On Monday morning, I excavated, only to discover a particularly foul-smelling and slime-prolific specimen had colonised the leftovers, and had spread some slimy *joy* all over the outside of the container, the inside of the bag, the outside of the bag (via a small hole), and a clipboard holding several (fortunately non-critical) documents. Total write-off of backpack contents (actually, the container itself was salvageable, with judicious application of ventilation, hot water, and strong detergent), and a hose-out for my backpack.

That one was at least half my own fault (for the time-neglect and failure-to-inspect), but was predicated (in my mind) on the failure of the still-unnamed lab-mate to comprehend the intricacies of the lid-box interface.

TheBrummell said...

Anecdote 4: juice jugs don't have good lids

I drink lots of fruit juice, more than most other people I know. As a result, I almost always have two two-litre jugs in my refridgerator at home containing fruit juice.

When friends visit, they are of course welcome to a beverage of their choice, and many of my friends have opted for juice.

Years ago, living in Victoria, before I lived with "Mike" and "Leslie", I was living with one other roommate in a basement suite. "Matt" was a decent roommate, and we had very few conflicts of any kind. A friend, lets call him "Kurt", visited one day, and opted for the juice.

Seeing that the lid on the jug was in place, and rotated so the opening was not adjacent to the spout, Kurt assumed (wrongly) a magical, air-tight, pressure-resistant seal between the lid and the jug. He swirled the juice, vigorously, to mix it, and was quite upset when fruit punch deposited itself all over his shirt, the floor, the open 'fridge (!), the wall, and the stove-top (it was a small kitchen). Then he yelled at me, implying this mess was somehow my fault because "the lid was closed!". Um, have you *ever* met a plastic lid on a liquids-container that could withstand, say, inversion?
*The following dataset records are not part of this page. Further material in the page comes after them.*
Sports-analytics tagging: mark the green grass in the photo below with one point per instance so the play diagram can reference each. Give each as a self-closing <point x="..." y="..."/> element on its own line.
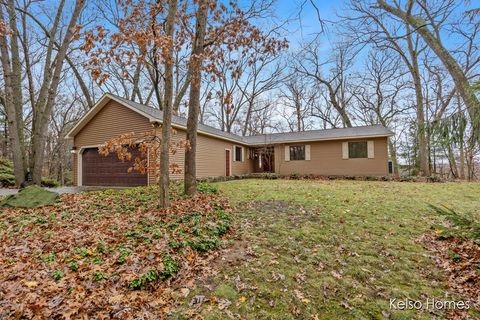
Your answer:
<point x="30" y="197"/>
<point x="331" y="249"/>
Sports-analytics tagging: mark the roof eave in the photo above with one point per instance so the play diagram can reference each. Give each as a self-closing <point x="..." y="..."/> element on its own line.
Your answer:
<point x="320" y="139"/>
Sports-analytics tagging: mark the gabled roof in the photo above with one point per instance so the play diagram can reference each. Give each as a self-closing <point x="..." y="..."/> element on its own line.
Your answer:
<point x="156" y="115"/>
<point x="326" y="134"/>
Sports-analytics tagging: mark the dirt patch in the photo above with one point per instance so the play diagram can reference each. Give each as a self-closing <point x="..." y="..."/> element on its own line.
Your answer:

Jug lids do not seal because they have to be free to rotate - and not cost huge due to intricately-engineered moving seals.

TheBrummell said...

Anecdote 5: Garbage cans

My current landlords, a childless couple in their late thirties, are generally pretty good to me - they don't make unreasonable demands, they don't invade my privacy, and they take care of the chronic small maintenance requirements of home-ownership.

However, perhaps because they are from someplace without North-American style wildlife, they seem to have a blind spot when it comes to the lids on garbage cans. In my mind, garbage cans are just extra-large plasticware with all the usual lid issues - with the caveat that many garbage can lids are equiped with locking mechanisms specifically designed to thwart the scavenging efforts of corvids (eg Corvus caurinus) and procyonids (Procyon lotor).
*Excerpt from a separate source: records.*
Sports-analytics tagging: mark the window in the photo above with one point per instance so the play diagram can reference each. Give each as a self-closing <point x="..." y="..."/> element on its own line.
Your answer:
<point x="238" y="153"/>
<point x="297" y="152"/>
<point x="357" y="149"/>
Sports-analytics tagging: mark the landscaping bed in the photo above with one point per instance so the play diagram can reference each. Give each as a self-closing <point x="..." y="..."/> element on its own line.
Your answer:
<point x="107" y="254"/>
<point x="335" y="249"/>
For some reason, perhaps relating to their joy in encountering N.A. wildlife, my landlords are pathologically incapable of matching lid to can. We have three large, plastic garbage cans, a light-blue one with a light-blue lid, a brown one with a black lid, and an extra-large dark blue one with a matching dark-blue lid and lid-locking handles. I have repeatedly emerged from my basement cave to deposit waste to find the dark-blue lid jammed onto the light-blue can, the dark-blue lid open (normally half-full of yard waste), and the brown can absent.
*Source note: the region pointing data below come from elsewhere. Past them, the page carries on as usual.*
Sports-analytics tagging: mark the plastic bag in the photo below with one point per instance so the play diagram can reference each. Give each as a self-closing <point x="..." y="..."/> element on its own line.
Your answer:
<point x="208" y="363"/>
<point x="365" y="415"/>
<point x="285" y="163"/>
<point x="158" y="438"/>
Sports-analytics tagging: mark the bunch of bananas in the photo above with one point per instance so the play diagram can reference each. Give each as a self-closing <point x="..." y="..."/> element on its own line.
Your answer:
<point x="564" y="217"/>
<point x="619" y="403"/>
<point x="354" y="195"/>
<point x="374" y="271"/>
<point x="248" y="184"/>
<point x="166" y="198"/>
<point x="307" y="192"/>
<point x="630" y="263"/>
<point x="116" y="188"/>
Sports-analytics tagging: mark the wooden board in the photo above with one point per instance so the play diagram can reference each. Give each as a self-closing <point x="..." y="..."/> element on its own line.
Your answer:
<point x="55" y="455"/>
One day, I came home in the late afternoon to find my trash spread across the back yard - my garbage consists primarily of inedible food-parts (potato skins and the like) and food-packaging (so. much. plastic.). My immediate assesment was that one or more raccoons had spent a delightful afternoon in and among the cans.

My landlady emerged from the back door to hang some laundry on the line, and remarked "naughty raccoons". No, the raccoons are just doing what they are supposed to do - scavenge for food to survive. She and her husband are the "naughty" ones here, since the locking mechanisms on all three of these cans are actually sufficient to keep out all but the strongest and smartest raccoons.

Fortunately, the look on my face seemed to convince her to clean up the mess, so I didn't have to.

Now, before I leave in the morning, I usually quickly survey the cans, making sure that lid and can match, and that more than gravity and friction are on guard against scavengers.